100% vaccinated Gibraltar faces Christmas restrictions as Covid numbers rise 

The small territory of Gibraltar was celebrated by international news agencies when it rapidly achieved a 100% vaccination rate against Covid-19 back in April of this year. 

After Covid-19 deaths climbed last winter, the authorities enforced a strict lockdown and scrambled to administer vaccines as soon as they became available. Gibraltar’s vaccination rate quickly grew to 100% of the adult population, and then, as several thousand cross-border workers from Spain also got vaccinated, it became fully vaccinated to the rate of 121% according to Our World in Data.

But now, Covid-19  infections have shot up again in Gibraltar as winter approaches, and there are fears that Christmas will be “cancelled” according to local businesses.
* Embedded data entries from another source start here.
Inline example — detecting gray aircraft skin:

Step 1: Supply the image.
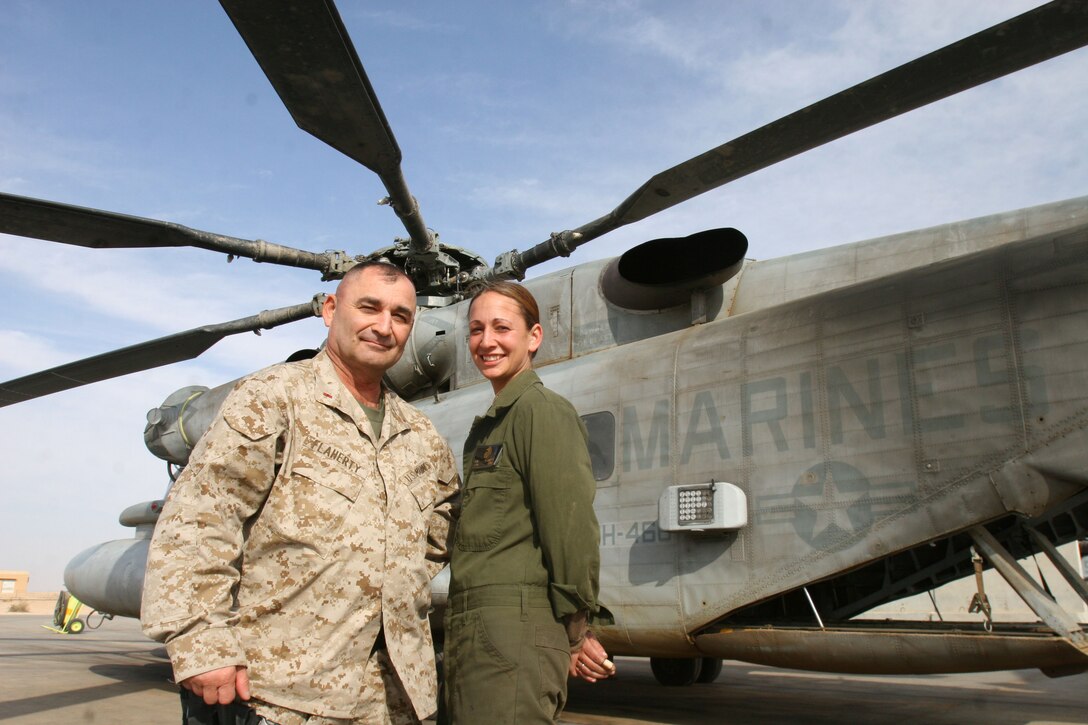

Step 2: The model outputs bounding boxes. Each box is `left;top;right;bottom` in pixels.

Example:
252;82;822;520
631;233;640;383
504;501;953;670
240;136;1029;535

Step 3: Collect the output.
6;0;1088;685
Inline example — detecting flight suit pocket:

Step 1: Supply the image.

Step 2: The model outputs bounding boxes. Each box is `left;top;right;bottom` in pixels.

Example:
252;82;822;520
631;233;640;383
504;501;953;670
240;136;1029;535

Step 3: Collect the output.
457;466;517;551
533;623;570;718
261;459;362;558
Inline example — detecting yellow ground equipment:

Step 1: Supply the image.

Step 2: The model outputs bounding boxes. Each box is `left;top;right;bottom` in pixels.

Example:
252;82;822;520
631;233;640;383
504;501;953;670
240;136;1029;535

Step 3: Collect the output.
41;590;87;635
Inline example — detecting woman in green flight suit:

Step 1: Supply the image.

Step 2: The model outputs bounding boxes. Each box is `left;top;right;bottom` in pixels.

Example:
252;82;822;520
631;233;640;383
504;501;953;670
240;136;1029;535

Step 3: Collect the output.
442;282;615;725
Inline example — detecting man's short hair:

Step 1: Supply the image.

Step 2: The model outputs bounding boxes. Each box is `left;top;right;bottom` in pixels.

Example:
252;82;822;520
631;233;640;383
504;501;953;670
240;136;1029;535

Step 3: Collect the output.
341;259;416;287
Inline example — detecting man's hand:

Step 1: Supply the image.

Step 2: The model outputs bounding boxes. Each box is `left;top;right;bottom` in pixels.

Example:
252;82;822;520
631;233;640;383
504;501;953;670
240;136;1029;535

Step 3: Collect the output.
180;665;249;704
568;631;616;683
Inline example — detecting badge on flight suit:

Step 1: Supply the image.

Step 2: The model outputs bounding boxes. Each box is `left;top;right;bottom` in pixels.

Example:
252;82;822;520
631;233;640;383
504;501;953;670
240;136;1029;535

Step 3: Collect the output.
472;443;503;470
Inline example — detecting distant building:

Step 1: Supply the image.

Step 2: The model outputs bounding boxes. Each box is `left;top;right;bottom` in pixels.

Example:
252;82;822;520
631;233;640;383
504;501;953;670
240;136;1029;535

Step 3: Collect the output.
0;569;57;614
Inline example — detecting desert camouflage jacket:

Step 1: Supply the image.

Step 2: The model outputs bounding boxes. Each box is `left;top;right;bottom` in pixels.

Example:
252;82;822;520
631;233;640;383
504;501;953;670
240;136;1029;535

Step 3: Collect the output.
140;352;460;718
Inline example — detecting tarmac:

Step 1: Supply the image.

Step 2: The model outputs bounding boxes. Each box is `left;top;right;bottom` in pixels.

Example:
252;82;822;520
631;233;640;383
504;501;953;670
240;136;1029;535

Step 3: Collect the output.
0;614;1088;725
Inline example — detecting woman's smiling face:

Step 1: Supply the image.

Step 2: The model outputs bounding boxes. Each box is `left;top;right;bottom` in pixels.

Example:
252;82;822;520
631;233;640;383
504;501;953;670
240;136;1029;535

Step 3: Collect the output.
469;292;544;394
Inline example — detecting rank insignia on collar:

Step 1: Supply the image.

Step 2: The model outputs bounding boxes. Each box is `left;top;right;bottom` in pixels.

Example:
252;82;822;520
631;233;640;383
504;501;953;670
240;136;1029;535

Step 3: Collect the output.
472;443;503;470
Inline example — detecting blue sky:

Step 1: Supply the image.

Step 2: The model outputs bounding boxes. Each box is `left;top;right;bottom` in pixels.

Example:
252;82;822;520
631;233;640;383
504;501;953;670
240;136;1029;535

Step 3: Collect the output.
0;0;1088;591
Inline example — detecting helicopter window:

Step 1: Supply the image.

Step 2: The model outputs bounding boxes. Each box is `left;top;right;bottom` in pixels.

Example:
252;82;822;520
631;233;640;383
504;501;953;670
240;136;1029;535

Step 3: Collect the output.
582;410;616;481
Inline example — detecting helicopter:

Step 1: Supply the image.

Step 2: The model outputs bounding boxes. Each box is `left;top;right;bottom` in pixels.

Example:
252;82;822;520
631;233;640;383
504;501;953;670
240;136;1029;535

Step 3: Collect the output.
0;2;1088;684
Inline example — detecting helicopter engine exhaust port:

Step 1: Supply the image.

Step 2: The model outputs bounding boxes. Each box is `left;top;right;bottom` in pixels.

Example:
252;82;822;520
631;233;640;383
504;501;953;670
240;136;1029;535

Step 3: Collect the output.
601;228;747;310
385;307;457;401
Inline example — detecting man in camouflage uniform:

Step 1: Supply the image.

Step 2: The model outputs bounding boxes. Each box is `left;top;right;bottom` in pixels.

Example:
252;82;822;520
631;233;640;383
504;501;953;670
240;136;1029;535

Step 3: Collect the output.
140;265;460;725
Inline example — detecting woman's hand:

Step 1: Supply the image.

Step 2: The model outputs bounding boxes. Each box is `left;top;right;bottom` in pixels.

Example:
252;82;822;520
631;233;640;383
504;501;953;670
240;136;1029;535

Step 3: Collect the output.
569;631;616;683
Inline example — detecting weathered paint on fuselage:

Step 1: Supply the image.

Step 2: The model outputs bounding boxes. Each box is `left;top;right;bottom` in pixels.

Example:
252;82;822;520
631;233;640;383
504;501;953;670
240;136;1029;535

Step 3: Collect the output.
420;193;1088;655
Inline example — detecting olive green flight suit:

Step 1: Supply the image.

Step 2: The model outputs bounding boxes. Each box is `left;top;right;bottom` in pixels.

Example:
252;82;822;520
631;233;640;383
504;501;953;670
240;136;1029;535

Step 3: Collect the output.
444;370;610;725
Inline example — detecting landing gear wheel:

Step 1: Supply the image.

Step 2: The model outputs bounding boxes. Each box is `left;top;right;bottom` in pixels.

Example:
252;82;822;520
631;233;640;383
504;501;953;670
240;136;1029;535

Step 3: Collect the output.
650;658;703;687
695;658;721;685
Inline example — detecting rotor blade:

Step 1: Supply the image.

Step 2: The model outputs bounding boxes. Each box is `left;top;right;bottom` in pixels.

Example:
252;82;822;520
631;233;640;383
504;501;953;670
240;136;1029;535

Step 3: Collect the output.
220;0;434;253
0;194;344;274
0;294;325;407
496;0;1088;273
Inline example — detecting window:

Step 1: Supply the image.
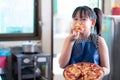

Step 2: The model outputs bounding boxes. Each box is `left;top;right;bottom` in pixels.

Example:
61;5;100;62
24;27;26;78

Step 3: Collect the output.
0;0;40;40
53;0;102;37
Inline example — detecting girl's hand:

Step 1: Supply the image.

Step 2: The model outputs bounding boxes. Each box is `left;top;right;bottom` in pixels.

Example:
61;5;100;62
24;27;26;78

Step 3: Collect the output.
70;23;84;40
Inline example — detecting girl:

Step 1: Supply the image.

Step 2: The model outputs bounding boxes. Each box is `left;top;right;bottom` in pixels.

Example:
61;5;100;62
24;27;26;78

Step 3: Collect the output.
59;6;110;75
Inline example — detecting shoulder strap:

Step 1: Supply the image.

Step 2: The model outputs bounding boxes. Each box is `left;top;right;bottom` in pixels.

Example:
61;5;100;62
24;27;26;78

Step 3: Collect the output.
90;34;98;48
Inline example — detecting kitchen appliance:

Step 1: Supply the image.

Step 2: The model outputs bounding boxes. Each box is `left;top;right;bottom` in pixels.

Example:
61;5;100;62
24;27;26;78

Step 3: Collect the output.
103;15;120;80
12;53;51;80
22;42;41;54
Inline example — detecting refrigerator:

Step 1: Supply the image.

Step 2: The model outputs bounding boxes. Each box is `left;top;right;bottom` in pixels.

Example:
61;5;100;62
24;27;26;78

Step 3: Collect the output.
102;15;120;80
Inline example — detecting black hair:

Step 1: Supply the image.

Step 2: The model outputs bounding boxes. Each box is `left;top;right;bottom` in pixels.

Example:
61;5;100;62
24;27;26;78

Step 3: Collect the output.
72;6;102;36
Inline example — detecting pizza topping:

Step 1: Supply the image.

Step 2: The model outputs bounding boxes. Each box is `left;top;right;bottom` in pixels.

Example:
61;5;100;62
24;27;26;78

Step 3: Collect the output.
63;62;103;80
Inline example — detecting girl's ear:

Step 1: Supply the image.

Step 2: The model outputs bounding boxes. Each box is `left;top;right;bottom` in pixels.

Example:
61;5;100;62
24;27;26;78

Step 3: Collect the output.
92;20;96;27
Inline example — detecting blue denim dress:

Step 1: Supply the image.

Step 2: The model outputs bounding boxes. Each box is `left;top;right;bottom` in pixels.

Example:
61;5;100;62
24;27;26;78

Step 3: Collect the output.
69;34;100;65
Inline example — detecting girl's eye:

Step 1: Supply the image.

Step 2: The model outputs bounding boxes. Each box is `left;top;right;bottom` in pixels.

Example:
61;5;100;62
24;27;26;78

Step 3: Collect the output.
74;18;78;20
82;18;86;21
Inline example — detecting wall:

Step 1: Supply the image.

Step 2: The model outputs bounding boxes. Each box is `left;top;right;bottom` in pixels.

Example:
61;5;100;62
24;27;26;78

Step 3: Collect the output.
0;0;52;54
41;0;52;53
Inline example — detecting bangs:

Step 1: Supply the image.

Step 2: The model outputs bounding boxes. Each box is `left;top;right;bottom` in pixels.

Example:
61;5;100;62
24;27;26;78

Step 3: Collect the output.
72;6;93;19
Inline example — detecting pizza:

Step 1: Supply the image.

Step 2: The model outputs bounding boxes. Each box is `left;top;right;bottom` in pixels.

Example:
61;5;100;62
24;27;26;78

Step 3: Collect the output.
74;23;84;32
63;62;104;80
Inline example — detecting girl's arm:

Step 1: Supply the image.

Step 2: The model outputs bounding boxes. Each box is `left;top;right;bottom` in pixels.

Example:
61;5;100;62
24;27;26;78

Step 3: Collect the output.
98;37;110;75
59;34;75;68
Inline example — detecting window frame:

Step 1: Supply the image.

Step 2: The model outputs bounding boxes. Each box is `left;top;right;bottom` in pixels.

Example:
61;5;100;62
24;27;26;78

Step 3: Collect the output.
0;0;41;41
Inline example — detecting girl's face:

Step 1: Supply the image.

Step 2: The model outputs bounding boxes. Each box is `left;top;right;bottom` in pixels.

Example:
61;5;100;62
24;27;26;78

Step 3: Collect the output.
73;11;95;34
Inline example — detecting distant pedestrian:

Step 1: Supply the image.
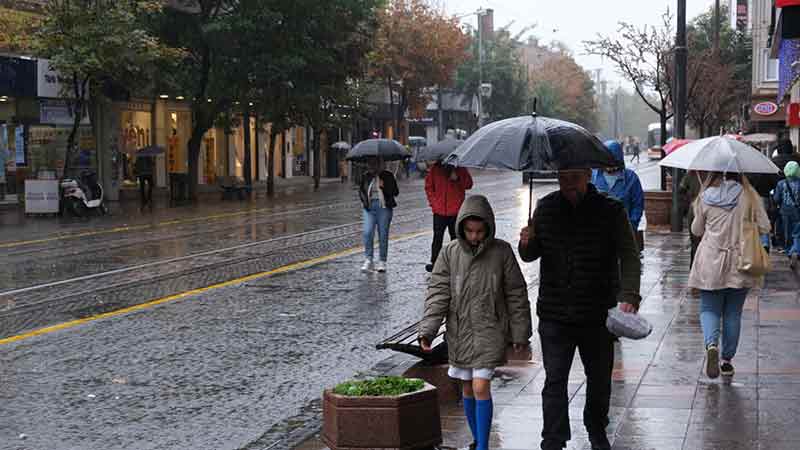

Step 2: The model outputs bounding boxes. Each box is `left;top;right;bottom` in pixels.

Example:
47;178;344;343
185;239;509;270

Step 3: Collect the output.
519;168;641;450
134;156;154;209
592;141;644;232
425;161;472;272
678;171;704;269
358;158;399;272
631;138;642;164
773;161;800;268
689;172;770;378
339;158;348;183
419;195;532;450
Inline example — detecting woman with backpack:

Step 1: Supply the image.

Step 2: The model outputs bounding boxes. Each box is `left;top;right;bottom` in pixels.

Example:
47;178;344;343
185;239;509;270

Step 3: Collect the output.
773;161;800;269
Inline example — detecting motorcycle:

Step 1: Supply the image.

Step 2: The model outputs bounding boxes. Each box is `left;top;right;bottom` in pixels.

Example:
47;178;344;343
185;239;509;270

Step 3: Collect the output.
60;172;108;217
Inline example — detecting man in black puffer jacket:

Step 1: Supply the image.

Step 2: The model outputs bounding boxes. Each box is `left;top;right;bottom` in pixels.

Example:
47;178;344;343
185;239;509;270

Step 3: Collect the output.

Cases of the coronavirus are currently at 48% of peak and rising according to the Reuters tracker, with 1,269 infections per 100K people reported in the last seven days.

However, deaths remain low in the territory even as the number of cases rise.


The rise in cases prompted fears from local business that trading in the Christmas period could be “decimated”.

“The Catering Association is concerned a vital period of trading for them in the coming weeks could be decimated,” GBC reports.

“Following Friday’s advice by the Government to “be cautious and reduce mixing”, the association says its members have reported Christmas parties are being cancelled.”

“The Catering Association says restaurants, cafes and bars industry suffered a huge downturn in business during the Covid pandemic and many businesses are still struggling to catch up on bills, whilst accruing more debt.”

The rise in Covid-19 cases despite the 100% vaccination rates calls the efficacy of the measures against Covid-19 into question, including the use of Covid passes, into question.

In Ireland, Aontú leader, Peadat Tóibín asked: “why is the Government discussing extending the Covid Pass when everyone now agrees that it does not stop the transmission of Covid?” “Why are they still refusing to use antigen testing given that its the best way to tell if a person is Covid free and it does not discriminate?” he tweeted.

In Ireland, where around 92% of the adult population is fully vaccinated, cases of COVID-19 and deaths from the virus have roughly doubled since August with sharp increases as winter deepens. Two days ago, Prof Sam McConkey said that the Covid-19 booster programme was ‘unlikely’ to curb the virus.

Vaccines have been credited with reducing hospitalisation and deaths from the virus.